Jaynes v. McConnell

358 P.3d 632, 238 Ariz. 211, 721 Ariz. Adv. Rep. 20, 2015 Ariz. App. LEXIS 195
CourtCourt of Appeals of Arizona
DecidedSeptember 15, 2015
DocketNo. 1 CA-CV 13-0651
StatusPublished
Cited by11 cases

This text of 358 P.3d 632 (Jaynes v. McConnell) is published on Counsel Stack Legal Research, covering Court of Appeals of Arizona primary law. Counsel Stack provides free access to over 12 million legal documents including statutes, case law, regulations, and constitutions.

Bluebook
Jaynes v. McConnell, 358 P.3d 632, 238 Ariz. 211, 721 Ariz. Adv. Rep. 20, 2015 Ariz. App. LEXIS 195 (Ark. Ct. App. 2015).

Opinion

OPINION

GEMMILL, Judge:

¶ 1 Sara Jaynes appeals the trial court’s denial of her motion for new trial against Dr. Elizabeth McConnell and her employer (collectively “McConnell”). For the following reasons, we vacate the trial court’s denial of Jaynes’s motion and remand for a new trial.

BACKGROUND

¶ 2 In April 2007, Jaynes was referred to colorectal surgeon Dr. Marc Goldblatt after a routine gynecological examination revealed a lesion on her rectovaginal wall. After examining the lesion, Goldblatt explained that the lesion was possibly a cyst and that removal was an option for treatment. Jaynes suffers from Ehlers-Danlos syndrome, a connective tissue disorder that complicates the healing process after injuries and surgical procedures. As a result, she was hesitant to have the lesion removed because of the risks involved. Goldblatt’s office then scheduled an appointment for Jaynes to see McConnell, also a colorectal surgeon, for a more extensive transrectal ultrasound (TRUS).

¶ 3 Jaynes first saw McConnell on May 24, 2007. During that visit, McConnell performed a TRUS and found a 1.5 centimeter mass on the rectal wall. In her written report to Goldblatt, McConnell recommended a repeat measurement of the mass if it was not removed within three months. McConnell and Goldblatt also discussed the ultrasound results over the phone. Jaynes did not have the mass removed, and on September 13, 2007, she returned to McConnell’s office for another TRUS. McConnell indicated, after the second TRUS, that the “cyst [was] relatively unchanged from last ultrasound,” but expert testimony at trial indicated that the internal characteristics of the lesion had indeed changed between May and September. McConnell faxed her interpretation of the second TRUS to Goldblatt on September 14, 2007. McConnell did not call Goldblatt to discuss the results of this second ultrasound, and neither doctor scheduled or performed a follow-up visit with Jaynes after the second TRUS. Goldblatt states he spoke with McConnell in March 2008 to discuss the results of the second TRUS and the option of removal of the lesion. McConnell does not recall such a conversation with Goldblatt.
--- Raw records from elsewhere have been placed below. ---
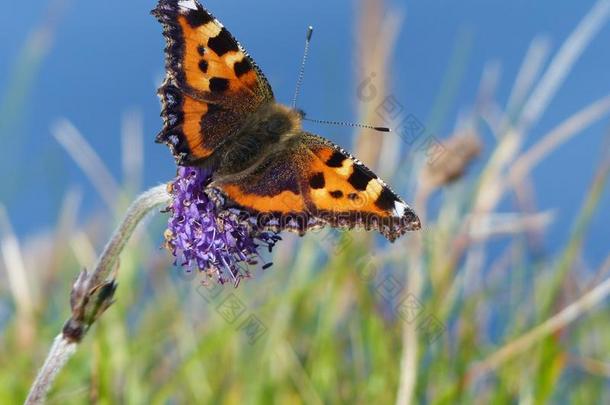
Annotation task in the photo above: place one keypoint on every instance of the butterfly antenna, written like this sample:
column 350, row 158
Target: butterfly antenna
column 349, row 124
column 303, row 63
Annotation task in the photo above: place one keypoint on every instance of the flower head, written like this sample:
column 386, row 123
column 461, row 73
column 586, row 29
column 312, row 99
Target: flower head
column 202, row 233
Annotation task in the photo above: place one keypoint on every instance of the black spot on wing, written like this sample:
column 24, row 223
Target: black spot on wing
column 336, row 159
column 218, row 85
column 386, row 200
column 222, row 43
column 317, row 181
column 199, row 17
column 359, row 179
column 242, row 67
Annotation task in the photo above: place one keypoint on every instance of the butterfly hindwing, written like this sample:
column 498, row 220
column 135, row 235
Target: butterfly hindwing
column 212, row 85
column 315, row 183
column 346, row 194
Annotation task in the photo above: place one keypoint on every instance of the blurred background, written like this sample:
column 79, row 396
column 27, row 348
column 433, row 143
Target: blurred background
column 500, row 116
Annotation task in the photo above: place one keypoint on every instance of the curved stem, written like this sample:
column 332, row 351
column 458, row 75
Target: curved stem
column 92, row 293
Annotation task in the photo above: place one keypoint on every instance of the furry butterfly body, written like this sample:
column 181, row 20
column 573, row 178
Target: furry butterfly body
column 220, row 113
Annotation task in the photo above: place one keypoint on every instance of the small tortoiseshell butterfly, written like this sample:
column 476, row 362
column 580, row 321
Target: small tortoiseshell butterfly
column 219, row 113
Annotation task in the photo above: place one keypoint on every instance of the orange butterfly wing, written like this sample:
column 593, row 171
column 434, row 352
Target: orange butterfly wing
column 212, row 85
column 316, row 183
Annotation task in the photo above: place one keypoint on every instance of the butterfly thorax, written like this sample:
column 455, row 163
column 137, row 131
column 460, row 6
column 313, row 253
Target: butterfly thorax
column 270, row 130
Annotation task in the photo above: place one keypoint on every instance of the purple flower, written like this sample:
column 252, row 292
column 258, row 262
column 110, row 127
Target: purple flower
column 202, row 233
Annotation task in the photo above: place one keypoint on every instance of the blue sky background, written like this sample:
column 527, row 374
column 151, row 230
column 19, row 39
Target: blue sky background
column 107, row 58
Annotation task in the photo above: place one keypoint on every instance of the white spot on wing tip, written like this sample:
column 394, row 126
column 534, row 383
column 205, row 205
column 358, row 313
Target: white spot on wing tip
column 400, row 208
column 187, row 4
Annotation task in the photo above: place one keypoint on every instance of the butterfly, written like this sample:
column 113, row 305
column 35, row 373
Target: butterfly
column 219, row 113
¶ 4 Three years later, in late 2010, Jaynes again sought medical help after experiencing additional symptoms related to the cyst. In January 2011, the cyst was diagnosed as neuroendocrine carcinoid Stage IV rectal cancer. This cancer is incurable and doctors predict that Jaynes will die from this disease.

¶ 5 Jaynes brought this malpractice lawsuit against Goldblatt and McConnell, claiming that they fell below the standard of care in their evaluation, treatment, and diagnosis of the cyst.1 After an eight-day trial, the jury returned a verdict in favor of Jaynes. It awarded her $3.7 million in damages, allocating 25 percent fault to Jaynes and 75 percent fault to Goldblatt. The jury allocated zero percent fault to McConnell, and on January 22, 2013, the court filed a non-final, non-appealable judgment in favor of McConnell. On April 9, 2013, pursuant to a stipulation by the parties, the court filed a final order dismissing Goldblatt, the last remaining defendant in the case. Jaynes then filed a Rule 59 motion for new trial against McConnell, arguing that the trial court committed reversible error in excluding certain [214]*214expert testimony and that the verdict in favor of McConnell was not justified by the evidence. The trial court denied the motion as untimely and, alternatively, denied the motion on substantive grounds.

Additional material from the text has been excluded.